Labour and Fianna Fáil also failed to declare any donations, highlighting problems with donations law.
Under law, a political party must declare any donation exceeding €5,078.95.
But a party can accept as many sums as it likes beneath that figure and not have to declare them.
The watchdog in this area, the Standards in Public Office Commission, has called repeatedly for the law to be changed so that disclosure thresholds are lowered and the public is given a fuller picture of where parties get their money. But the commission’s calls have been repeatedly ignored.
Reports published by the commission yesterday showed just €67,907 in donations was declared by political parties for 2010 — the lowest figure ever disclosed.
Of that, the Green Party declared €38,088, Sinn Féin €24,000 and the Socialist Party the remaining €5,819. Elected members of all three donate a portion of their salary to their parties each year to help fund activities.

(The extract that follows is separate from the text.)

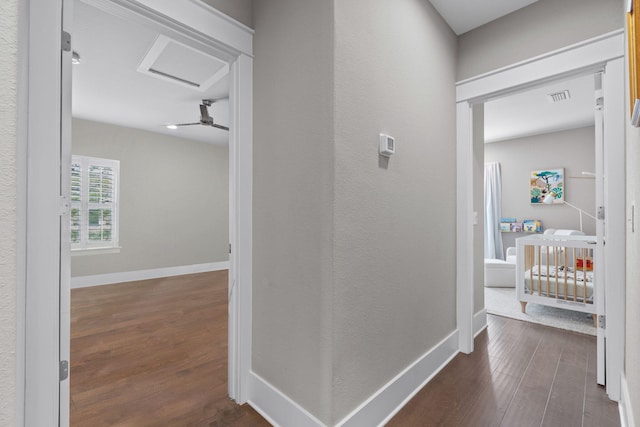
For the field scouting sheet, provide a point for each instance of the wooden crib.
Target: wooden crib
(557, 271)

No other party disclosed any donation in 2010, despite preparing election campaigns.
Individual TDs, MEPs and senators are also required to declare donations if they exceed €634.87 and a total of €99,843 in donations was declared for 2010.
Agriculture Minister Simon Coveney was by far the biggest recipient, declaring €19,650 in donations.
Labour’s Junior Minister Alan Kelly, an MEP in 2010, declared €10,980. The senator with the largest amount of disclosed donations was independent Ronan Mullen who declared €9,934.
The Commission also published details of how much each party received in public funding from the Exchequer.
Fianna Fáil received €5.2m, Fine Gael €4.5m, Labour €2.1m, the Green Party €801,999 and Sinn Féin €830,298.